Having asked Murphy if he thinks large-format PSPs though are really ready to invest in workflow products, where there’s been something of a slowburn, he notes: “The thing is, commercial printers are getting into wide-format and they know about workflow/automation capability from their past life and expect it in this area too. So large-format PSPs that were ‘artisans’ of sorts are having to wake-up to software solutions to compete. Plus, the market has in the past not really had very good solutions for the large-format market, just tweaked commercial packages. Software suppliers too are waking-up to the fact that large-format can be a valuable new revenue stream for them if they develop proper products. It’s why we are taking more time talking to the market and asking the right kinds of questions about what they want.

“How do we get colour consistency across various platforms is what we get asked a lot so we work with kit manufacturers to come up with solutions for that, and Onyx 18 is a real step up on that front, not just delivering consistency, but providing proof that PSPs can show customers, which is a big issue.

“Site solutions for mixed technology environments is a key ask and a profitable area for us. There’s a real demand now for businesses to be run more efficiently and so people want an end-to-end workflow.

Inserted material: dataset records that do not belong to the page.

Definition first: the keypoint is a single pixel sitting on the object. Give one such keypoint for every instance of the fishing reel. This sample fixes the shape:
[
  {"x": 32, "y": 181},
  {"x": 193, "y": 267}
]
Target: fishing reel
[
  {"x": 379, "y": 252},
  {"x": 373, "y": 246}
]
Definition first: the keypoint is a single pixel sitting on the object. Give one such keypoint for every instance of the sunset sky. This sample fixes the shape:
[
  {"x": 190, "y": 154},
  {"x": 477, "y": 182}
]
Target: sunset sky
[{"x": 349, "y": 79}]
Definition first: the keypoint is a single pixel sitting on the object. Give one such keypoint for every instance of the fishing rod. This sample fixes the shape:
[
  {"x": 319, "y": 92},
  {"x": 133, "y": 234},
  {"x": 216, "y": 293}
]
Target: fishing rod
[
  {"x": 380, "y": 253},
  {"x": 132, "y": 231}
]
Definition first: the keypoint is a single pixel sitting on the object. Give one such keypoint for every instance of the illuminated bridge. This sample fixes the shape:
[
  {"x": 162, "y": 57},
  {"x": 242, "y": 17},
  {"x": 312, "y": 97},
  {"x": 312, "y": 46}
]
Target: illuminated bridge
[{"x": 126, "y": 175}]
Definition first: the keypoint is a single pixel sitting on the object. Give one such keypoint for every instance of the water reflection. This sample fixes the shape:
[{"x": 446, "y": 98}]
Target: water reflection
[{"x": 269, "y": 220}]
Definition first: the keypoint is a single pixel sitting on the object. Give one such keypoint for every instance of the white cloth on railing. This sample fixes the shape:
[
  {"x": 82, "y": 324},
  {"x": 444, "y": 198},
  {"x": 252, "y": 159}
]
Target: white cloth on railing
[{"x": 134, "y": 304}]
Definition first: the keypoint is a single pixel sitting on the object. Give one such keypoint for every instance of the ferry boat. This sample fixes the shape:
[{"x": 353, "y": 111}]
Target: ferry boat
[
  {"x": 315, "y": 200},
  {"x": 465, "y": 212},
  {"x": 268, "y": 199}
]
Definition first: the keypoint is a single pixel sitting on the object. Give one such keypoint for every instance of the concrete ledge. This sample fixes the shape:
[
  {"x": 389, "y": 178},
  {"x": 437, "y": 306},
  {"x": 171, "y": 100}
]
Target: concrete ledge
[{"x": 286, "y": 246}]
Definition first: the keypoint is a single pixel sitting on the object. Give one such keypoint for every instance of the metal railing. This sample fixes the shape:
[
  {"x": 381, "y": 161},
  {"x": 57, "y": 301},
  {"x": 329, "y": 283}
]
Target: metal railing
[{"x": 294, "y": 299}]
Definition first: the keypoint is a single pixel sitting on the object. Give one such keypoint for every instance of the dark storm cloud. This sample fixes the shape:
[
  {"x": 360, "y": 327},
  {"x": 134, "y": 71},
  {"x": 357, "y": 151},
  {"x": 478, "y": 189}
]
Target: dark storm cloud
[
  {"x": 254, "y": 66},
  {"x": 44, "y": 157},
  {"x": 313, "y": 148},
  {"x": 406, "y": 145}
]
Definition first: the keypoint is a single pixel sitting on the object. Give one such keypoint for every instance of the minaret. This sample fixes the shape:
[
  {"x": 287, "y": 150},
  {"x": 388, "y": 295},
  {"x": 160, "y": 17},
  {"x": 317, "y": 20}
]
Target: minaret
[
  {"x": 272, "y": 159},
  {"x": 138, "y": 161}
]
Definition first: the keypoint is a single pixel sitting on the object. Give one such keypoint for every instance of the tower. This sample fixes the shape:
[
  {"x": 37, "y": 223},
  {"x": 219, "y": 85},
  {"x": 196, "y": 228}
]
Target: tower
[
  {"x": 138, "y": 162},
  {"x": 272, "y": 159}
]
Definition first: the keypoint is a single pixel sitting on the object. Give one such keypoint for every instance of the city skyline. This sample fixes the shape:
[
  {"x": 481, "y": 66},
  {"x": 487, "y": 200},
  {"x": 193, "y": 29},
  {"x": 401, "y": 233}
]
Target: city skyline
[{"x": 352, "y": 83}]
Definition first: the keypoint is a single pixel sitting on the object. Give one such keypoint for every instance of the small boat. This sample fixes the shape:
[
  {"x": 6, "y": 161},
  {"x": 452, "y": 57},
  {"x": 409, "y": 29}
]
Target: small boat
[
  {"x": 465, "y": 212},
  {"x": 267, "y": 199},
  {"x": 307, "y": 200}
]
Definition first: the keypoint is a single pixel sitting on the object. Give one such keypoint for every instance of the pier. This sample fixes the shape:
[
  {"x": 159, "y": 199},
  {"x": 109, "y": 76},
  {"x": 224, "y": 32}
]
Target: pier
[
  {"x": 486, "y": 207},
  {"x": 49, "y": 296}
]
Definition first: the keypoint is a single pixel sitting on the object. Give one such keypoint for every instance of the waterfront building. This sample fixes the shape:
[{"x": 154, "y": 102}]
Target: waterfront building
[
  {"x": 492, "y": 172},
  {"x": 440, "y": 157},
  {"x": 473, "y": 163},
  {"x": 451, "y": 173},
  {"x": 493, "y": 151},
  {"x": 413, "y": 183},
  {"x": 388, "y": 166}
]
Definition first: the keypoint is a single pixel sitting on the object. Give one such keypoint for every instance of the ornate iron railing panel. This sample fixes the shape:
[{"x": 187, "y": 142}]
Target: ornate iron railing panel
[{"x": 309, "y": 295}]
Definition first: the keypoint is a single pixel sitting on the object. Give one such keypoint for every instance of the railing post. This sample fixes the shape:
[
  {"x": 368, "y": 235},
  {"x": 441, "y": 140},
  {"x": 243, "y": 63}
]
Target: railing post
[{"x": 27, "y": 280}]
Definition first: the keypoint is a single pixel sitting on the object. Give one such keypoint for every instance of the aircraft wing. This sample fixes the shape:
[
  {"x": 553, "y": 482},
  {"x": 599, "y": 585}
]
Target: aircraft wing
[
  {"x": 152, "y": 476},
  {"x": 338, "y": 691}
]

“Take OnyxHub for instance - 2.0 is due out later this year for an improved user experience. The market wants a simplified, and where possible a more automated process, with data coming from the Rip as opposed to someone having to manually input it. And they want some sort of analysis rather than just data so that they can easily see what are the most profitable jobs or whatever. When people look at Hub reports they’re often horrified by their media wastage. They just assume ink is their biggest wastage, but accurate data reporting often shows otherwise.

“The greatest growth in software over the next five years will be information led. We’re based on the ‘Silicon Slopes’ where we have a great talent pool and our aim is to develop products that suit all sizes of PSP and that offer different purchase/ subscription models - including upgrades and support - to suit everybody.”